On the other hand, if your university has some sort of interdisciplinary program that combines philosophy with computer science, cognitive science, or some other STEM field, then go for it. Just make sure that it's a stable, well-funded, populous program (not something that only exists for the sake of placating a particular professor), and that your degree looks sciencey enough, e.g. it says B.Sc. instead of B.A.
Of course, YMMV depending on your university and the availability (or lack thereof) of certain faculty members during your stay.
A lot of said programmes exist for exactly that reason.
On the basis of that experience, I would recommend focusing on a traditional CS or EECS degree, and take philosophy on the side.
By taking a traditional degree you will provide yourself with a deep, broad foundation from which to evaluate various philosophical mutterings, and will be well-positioned to realize just how imbecilic most of them are.
There is a mathematician's joke that be successful in math you need a pencil, a paper, and a garbage can, while to be successful in philosophy you only need a pencil and paper (philosophers publish their mistakes, and sometimes build careers on them.)
Philosophy does have uses. It encourages a certain kind of rigour in thinking, but the content of the subject is mostly philosopher's imaginations, and three hundred years of science has taught us that the human imagination is almost completely useless for understanding reality. What we can or cannot imagine is utterly unrelated to what actually is.
AJ Ayer, for example, could not imagine the kind of empirical test of metaphysical propositions that Bell showed we could actually perform. A willful ignorance of the poverty of imagination as a tool for understanding reality was the basis for the entire Positivist program, which was, unsurprisingly, a failure.

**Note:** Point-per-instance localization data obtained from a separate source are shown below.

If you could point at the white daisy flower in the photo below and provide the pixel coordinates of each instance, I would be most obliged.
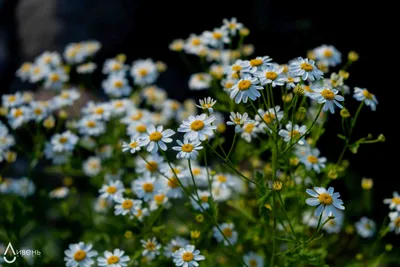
(88, 125)
(11, 101)
(327, 96)
(155, 138)
(113, 65)
(144, 72)
(200, 81)
(328, 54)
(125, 206)
(207, 104)
(64, 142)
(292, 134)
(269, 117)
(244, 89)
(132, 146)
(364, 95)
(394, 224)
(306, 69)
(326, 201)
(145, 187)
(249, 131)
(198, 127)
(92, 166)
(232, 25)
(194, 45)
(86, 68)
(112, 190)
(272, 74)
(151, 247)
(187, 256)
(55, 79)
(59, 193)
(217, 38)
(204, 196)
(312, 160)
(253, 260)
(116, 85)
(239, 120)
(227, 231)
(79, 255)
(258, 63)
(365, 227)
(394, 203)
(174, 245)
(113, 259)
(24, 71)
(187, 149)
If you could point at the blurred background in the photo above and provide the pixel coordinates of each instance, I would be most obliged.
(281, 29)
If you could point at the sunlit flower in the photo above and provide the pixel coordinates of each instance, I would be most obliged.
(79, 255)
(306, 69)
(113, 259)
(187, 149)
(155, 138)
(198, 127)
(364, 95)
(326, 201)
(244, 89)
(151, 247)
(365, 227)
(187, 256)
(228, 233)
(112, 190)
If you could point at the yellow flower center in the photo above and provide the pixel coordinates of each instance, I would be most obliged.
(155, 137)
(244, 85)
(312, 159)
(328, 94)
(99, 111)
(118, 84)
(328, 53)
(396, 200)
(271, 75)
(143, 72)
(54, 77)
(222, 178)
(148, 187)
(227, 232)
(150, 246)
(173, 182)
(269, 117)
(187, 148)
(187, 256)
(306, 66)
(63, 139)
(127, 204)
(217, 35)
(133, 144)
(204, 198)
(196, 42)
(112, 260)
(367, 94)
(152, 166)
(91, 124)
(325, 199)
(80, 255)
(111, 189)
(197, 125)
(248, 128)
(256, 62)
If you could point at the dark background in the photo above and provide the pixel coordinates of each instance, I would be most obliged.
(280, 29)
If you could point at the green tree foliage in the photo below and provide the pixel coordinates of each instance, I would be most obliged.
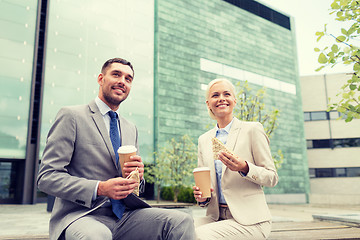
(345, 51)
(173, 165)
(250, 106)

So stick with the core subject and extend your reach to philosophy. You'll be far better served that way, and when you do philosophize it will have a far higher chance of being insightful and useful rather than obvious nonsense to anyone actually in the field you are philosophizing about.
Most of the problems we class as "metaphysics" probably aren't empirically verifiable, but if a few turn out to be, it isn't a big problem for the positivist program. Their objection to metaphysics isn't as principled as you make it out to be. It just falls out of verificationist semantics.
So if a physicist manages to empirically verify a few things that might have seemend metaphysical, then cool, turns out they were doing physics not metaphysics.
Sometimes, reality is changed by the human imagination, e.g. by generating a new hypothesis to be tested by science.
Questions vs Answers: http://kiriakakis.net/comics/mused/a-day-at-the-park
I'd say CS/EECS major, Philsophy and Math minors with focuses in AI for everything.
You have the option after that for doing AI in a master's or PHD program.
Not everyone wants to follow the classic SV career path.
Standard degrees are great for producing hot-swappable collefe hires. After that diverse experience and background is what makes a career.
Biological Computer Lab: http://bcl.ece.illinois.edu/
Ethics: http://web.stanford.edu/group/SHR/4-2/text/foerster.html
If you're into game theory, consider CS and Statistics.
I'd probably pick CS, math or psychology as a good combination with philosophy. Theoretical physics is probably interesting as well but I don't know much about it. Quantum physics seems almost impossible without dipping into philosophy from my pop-QP point of view.
I'm mostly interested in science theory/epistemology/ontology though and know fairly little about other branches of philosophy. No formal education but I've talked to philosophers on campus and it's usually very interesting. I'd agree that a major benefit seems to be a sharpened thought process in general.